Me mettre dans l’état de tristesse pour contempler la vie et pouvoir écrire m’étais utile. Un moyen pour faire aux pressions, pour ouvrir la petite fenêtre qui nous permettra de respirer. Le monde est petit, des fois grand…Il est extensible suivant nos états d’âme. On est tous des enfants à la recherche des jouets. Des petits jouets, de grands jouets, colorés, bien faits, et qui produisent des sons.
On court… Pour une raison, pour plusieurs, pour un but… Mais cette course est elle justifiable ?
La tristesse, est l’ultime moyen pour voir la moitié pleine d’un verre. C’est moyen pour déguster la saveur mélangée à la cruauté de ce bas monde.
Des flash-backs me font vibrer au rythmes variée de la musique gnawi pour me transporter dans un monde magique, inédit et incroyable. Un monde que seul moi qui détient les clés. Je le partagerai avec vous…Mais une autre fois.
La tristesse est le maitre incontrôlable en ce moment. “Il est parti”… “Il n’est plus là”. Une vielle photos, a éveillé en moi toute la nostalgie… D’un sourire, d’un mot… Et d’une plaisanterie.
Les détails restent dans la mémoire pour les souvenirs: pour tracer un sourire, ou sombrer dans une tristesse profonde.
Quitter ce monde sans rien y apporter… Sans que quelqu’un se rappelle de nous est pire que la mort elle même.
Il est parti … Depuis longtemps de là où ne revient plus.
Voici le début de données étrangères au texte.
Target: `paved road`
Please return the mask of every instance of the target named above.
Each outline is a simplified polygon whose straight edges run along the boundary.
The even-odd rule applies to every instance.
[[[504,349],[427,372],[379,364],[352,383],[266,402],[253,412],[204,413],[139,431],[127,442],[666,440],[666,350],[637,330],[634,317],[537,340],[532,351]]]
Là-bas où la paix règne et on est maitre de son sort.
Je continue à sombrer, j’essaie de rattraper un fil de souvenir si fin, que je le perde chaque fois.
La vie… Nous entraine dans une boucle infaillible et infinie… Faut-il adhérer au jeu ? Faut-il déclarer mains hautes ? Ne faut-il oublier tous ceci, et couper le fil fin des souvenirs ?
Une fin ouverte à toute les propositions et toutes les compréhensions : Non; La tristesse n’est qu’une étape, un passage pour retrouver la joie de vivre si on adhère au jeu.